Panitia Seleksi Capim KPK Janji Pertimbangkan Kritik Publik

  • Bagikan
FAJAR.CO.ID, JAKARTA-- Calon pimpinan (capim) Komisi Pemberantasan Korupsi (KPK) semakin mengerucut. Panitia seleksi atau pansel Capim KPK memilih sepuluh nama yang lolos tahap uji publik dan wawancara pekan lalu. Rencananya, sore ini (2/9) nama-nama capim tersebut diserahkan kepada Presiden Joko Widodo. Saat ini, dari total 376 pendaftar dalam seleksi capim KPK periode 2019-2023, tinggal 20 nama. Selanjutnya, sepuluh nama bakal dicoret. “Kami rapatkan dulu,” ujar anggota panitia seleksi Capim KPK, Hendardi, Minggu (1/9). Rapat dilaksanakan di Kementerian Sekretariat Negara sebelum pertemuan dengan presiden yang dijadwalkan berlangsung pukul 15.00. Hendardi menegaskan, pihaknya memiliki cukup waktu untuk menentukan sepuluh nama yang bakal disetorkan kepada presiden. Dia mengungkapkan, panitia seleksi Capim KPK tinggal mengakumulasi hasil wawancara terbuka yang sudah berjalan. “Tinggal dikumpulkan saja kan penilaian itu. Kemudian diargumentasikan dan ditambah data kesehatan dari RSPAD,” jelasnya. Selain itu, masukan yang diterima panitia seleksi Capim KPK turut dipertimbangkan. Termasuk dari KPK dan pihak-pihak lain. “Tentu semua kami pertimbangkan, baik dari KPK, masyarakat, tokoh-tokoh masyarakat, dan dari guru besar,” imbuhnya.

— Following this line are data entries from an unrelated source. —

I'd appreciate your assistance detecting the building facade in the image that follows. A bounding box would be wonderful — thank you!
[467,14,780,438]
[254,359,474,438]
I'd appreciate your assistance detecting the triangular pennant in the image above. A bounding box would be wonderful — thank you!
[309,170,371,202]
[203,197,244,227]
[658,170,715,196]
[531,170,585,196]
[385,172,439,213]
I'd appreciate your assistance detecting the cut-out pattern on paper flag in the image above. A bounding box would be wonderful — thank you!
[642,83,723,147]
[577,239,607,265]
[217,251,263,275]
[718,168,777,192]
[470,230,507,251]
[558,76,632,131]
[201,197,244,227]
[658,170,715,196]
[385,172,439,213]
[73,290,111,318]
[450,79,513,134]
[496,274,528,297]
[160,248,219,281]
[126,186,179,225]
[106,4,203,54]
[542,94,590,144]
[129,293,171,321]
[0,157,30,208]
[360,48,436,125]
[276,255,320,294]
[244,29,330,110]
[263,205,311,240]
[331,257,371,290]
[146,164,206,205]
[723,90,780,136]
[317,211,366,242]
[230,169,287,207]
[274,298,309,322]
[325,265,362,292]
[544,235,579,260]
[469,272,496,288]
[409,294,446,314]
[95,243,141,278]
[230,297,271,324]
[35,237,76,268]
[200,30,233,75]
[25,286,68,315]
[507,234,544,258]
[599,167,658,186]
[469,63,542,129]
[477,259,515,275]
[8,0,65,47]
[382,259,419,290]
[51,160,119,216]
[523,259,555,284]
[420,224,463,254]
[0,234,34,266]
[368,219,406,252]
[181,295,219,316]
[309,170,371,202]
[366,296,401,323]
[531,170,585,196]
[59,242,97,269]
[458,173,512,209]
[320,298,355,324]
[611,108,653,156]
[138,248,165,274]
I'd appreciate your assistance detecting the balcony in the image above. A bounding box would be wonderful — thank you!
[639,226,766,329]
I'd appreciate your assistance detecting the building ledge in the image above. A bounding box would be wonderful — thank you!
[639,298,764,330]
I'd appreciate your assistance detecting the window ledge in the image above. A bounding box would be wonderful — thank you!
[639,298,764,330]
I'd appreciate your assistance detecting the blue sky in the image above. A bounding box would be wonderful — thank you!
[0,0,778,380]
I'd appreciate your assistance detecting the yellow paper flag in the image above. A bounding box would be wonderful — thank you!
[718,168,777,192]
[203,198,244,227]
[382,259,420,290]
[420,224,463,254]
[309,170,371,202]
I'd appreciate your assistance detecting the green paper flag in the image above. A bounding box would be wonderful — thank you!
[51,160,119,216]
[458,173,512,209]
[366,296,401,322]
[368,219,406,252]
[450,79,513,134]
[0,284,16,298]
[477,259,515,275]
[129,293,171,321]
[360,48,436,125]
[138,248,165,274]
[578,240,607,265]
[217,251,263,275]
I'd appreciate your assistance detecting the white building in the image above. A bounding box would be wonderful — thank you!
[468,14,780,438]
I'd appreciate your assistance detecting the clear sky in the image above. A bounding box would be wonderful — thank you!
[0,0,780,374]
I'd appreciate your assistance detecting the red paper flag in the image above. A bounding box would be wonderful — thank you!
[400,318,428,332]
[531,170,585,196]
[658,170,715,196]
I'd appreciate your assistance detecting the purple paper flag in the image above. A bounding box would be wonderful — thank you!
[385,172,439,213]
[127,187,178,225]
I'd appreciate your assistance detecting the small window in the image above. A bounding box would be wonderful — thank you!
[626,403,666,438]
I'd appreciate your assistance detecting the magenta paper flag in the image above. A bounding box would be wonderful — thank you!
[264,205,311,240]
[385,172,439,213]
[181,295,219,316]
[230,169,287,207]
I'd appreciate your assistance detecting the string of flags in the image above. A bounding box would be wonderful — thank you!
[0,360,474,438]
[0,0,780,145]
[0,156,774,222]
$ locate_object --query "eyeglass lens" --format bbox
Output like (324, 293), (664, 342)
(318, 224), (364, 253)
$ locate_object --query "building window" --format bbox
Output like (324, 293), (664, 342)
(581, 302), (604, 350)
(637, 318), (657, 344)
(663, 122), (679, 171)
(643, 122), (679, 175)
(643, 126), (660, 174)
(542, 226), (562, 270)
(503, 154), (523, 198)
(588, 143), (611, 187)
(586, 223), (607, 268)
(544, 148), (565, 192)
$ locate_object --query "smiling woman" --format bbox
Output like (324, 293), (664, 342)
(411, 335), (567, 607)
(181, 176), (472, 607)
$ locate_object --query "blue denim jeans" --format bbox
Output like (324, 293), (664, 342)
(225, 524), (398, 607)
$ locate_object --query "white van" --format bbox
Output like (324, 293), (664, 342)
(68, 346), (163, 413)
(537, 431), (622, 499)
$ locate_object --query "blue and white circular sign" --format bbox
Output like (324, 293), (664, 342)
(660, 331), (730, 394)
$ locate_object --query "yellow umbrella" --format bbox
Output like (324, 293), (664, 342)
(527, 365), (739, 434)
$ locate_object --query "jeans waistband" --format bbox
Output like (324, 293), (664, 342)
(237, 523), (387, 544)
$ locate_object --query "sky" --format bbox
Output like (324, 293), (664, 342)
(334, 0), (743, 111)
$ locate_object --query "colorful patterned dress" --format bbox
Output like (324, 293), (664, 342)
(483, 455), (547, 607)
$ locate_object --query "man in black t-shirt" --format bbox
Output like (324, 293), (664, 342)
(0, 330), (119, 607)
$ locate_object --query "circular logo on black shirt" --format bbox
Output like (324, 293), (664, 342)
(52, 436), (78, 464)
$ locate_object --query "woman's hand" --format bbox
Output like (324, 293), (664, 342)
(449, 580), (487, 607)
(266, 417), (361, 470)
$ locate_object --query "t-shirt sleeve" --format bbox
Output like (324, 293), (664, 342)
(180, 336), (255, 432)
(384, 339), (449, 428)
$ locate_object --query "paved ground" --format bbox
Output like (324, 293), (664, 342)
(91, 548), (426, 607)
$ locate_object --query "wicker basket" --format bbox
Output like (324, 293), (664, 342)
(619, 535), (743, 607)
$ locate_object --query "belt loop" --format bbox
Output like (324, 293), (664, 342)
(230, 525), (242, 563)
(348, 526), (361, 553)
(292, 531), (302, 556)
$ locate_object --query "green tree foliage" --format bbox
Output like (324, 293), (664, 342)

Kendati demikian, kata Hendardi, pansel hanya mempertimbangkan masukan yang bisa dipertanggungjawabkan. ”Kalau sifatnya asumsi-asumsi atau dugaan-dugaan, kami nggak bisa,” terang dia. ”Kami nggak bisa jadikan itu semacam poin,” tegas aktivis HAM yang juga ketua Badan Pengurus Setara Institute itu.